America's First Black Supermodel: I Was Drugged by "Motherf*cker" Bill Cosby

Impact

"I knew by the second sip of the drink Cosby had given me that I'd been drugged — and drugged good."

Those are the alarming words of the latest and most high-profile woman to come forward with allegations that comedian Bill Cosby drugged her in the mid-1980s. Beverly Johnson, the first black woman to appear on the cover of Vogue and "the first black supermodel," has written an essay about the drugging and attempted assault for Vanity Fair after decades of silence — in part, she says, because of the plight of innocent black men who haven't benefited from the "support and protection" of the powers that be.

AP

The details of Johnson's story mirror those of the nearly two dozen women who have come forward in recent months with accusations that Cosby drugged and raped them. Johnson, who was in the middle of an "ugly" custody battle and was hoping to break into acting, was invited to play a pregnant woman on The Cosby Show, then the most popular show in America. Cosby invited her to his brownstone to read for the part and immediately suggested that she pretend to be drunk during her line readings. "When did a pregnant woman ever appear drunk on The Cosby Show?" Johnson wrote. "Probably never, but I went with it."

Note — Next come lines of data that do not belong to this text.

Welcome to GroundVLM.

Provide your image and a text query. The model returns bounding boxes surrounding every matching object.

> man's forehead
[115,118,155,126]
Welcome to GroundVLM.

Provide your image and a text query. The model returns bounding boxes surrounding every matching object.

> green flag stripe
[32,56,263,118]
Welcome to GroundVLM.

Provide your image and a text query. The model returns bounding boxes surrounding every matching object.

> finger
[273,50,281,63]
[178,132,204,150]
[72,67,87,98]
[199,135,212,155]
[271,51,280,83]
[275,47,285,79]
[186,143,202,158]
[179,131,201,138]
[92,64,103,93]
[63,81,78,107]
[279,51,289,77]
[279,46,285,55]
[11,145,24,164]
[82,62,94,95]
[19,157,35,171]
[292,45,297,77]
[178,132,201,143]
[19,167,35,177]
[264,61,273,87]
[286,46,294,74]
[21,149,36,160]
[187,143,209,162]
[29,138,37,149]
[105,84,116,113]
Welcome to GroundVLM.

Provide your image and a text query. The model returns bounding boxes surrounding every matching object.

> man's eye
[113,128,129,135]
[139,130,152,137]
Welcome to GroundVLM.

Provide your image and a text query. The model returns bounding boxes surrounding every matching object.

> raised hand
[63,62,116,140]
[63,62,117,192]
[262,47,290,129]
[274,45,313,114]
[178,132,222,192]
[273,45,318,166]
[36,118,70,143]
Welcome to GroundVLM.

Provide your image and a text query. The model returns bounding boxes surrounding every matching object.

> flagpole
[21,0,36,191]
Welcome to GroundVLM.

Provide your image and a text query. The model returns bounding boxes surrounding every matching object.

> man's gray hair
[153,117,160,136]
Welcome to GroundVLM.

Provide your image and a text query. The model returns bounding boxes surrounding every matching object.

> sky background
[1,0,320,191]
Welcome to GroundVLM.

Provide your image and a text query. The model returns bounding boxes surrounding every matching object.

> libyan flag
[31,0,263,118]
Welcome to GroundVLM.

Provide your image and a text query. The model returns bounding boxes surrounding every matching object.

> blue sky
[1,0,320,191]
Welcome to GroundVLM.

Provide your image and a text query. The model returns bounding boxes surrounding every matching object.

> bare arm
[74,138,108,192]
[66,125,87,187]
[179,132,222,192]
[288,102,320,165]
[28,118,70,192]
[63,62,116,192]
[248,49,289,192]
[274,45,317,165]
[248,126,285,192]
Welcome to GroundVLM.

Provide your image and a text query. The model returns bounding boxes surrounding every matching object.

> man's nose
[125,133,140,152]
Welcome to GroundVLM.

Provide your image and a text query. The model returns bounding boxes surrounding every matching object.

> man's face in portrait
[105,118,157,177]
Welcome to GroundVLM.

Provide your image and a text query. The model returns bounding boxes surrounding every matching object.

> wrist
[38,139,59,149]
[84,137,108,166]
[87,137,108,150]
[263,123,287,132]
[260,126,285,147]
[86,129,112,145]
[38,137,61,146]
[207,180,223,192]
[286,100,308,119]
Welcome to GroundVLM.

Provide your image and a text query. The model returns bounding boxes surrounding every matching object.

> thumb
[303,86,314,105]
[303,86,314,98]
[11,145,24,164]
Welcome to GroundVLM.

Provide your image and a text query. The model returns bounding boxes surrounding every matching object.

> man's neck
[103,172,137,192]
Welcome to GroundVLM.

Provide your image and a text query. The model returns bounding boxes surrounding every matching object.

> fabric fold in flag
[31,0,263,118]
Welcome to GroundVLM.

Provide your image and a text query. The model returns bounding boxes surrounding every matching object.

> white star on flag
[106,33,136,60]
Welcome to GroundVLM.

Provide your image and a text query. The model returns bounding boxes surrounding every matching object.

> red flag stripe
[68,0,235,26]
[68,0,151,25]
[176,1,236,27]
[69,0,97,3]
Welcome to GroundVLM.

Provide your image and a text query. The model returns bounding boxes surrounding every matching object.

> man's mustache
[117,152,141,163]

According to Johnson, Cosby then forcefully offered her an espresso: "I told him I didn't drink coffee that late in the afternoon because it made getting to sleep at night more difficult. He wouldn't let it go. ... It's nuts, I know, but it felt oddly inappropriate arguing with Bill Cosby so I took a few sips of the coffee just to appease him."

Johnson, a top model during an era when drugs were passed around at photo shoots "like bottled water at a health spa," says that she could immediately tell that the drink was spiked. Her account of what happened next:

"My head became woozy, my speech became slurred, and the room began to spin nonstop. Cosby motioned for me to come over to him as though we were really about to act out the scene. He put his hands around my waist, and I managed to put my hand on his shoulder in order to steady myself. As I felt my body go completely limp, my brain switched into automatic survival mode. That meant making sure Cosby understood that I knew exactly what was happening at that very moment. 'You are a motherfucker aren't you?'"

Johnson writes that Cosby, infuriated, dragged her down the stairs, hailed a taxi and wordlessly shoved her in the backseat before walking back to his home. "I somehow managed to tell the driver my address and before blacking out," she writes. "I looked at the cabbie and asked, as if he knew: 'Did I really just call Bill Cosby a motherfucker?'"

Other accusers helped her come forward. Johnson "watched in horror" as friend and fellow model Janice Dickinson was pilloried for coming forward with similar allegations against Cosby. "Over the years I've met other women who also claim to have been violated by Cosby," Johnson writes. "Many are still afraid to speak up. I couldn't sit back and watch the other women be vilified and shamed for something I knew was true."

Although she was concerned that going public about the allegations against Cosby would further add to "the current plight of the black male," Johnson determined that, if anything, the fates of Trayvon Martin, Michael Brown and Eric Garner had nothing to do with Bill Cosby. "He brought this on himself when he decided he had the right to have his way with who knows how many women over the last four decades. If anything, Cosby is distinguished from the majority of black men in this country because he could depend on the powers that be for support and protection."

This brings the number of women who have either publicly or privately accused Cosby of assaulting them to 34. Cosby has not directly responded to this or any other rape allegations — although he refuted "innuendos" to Florida Today — but Johnson's essay may finally push the comedian to come forward.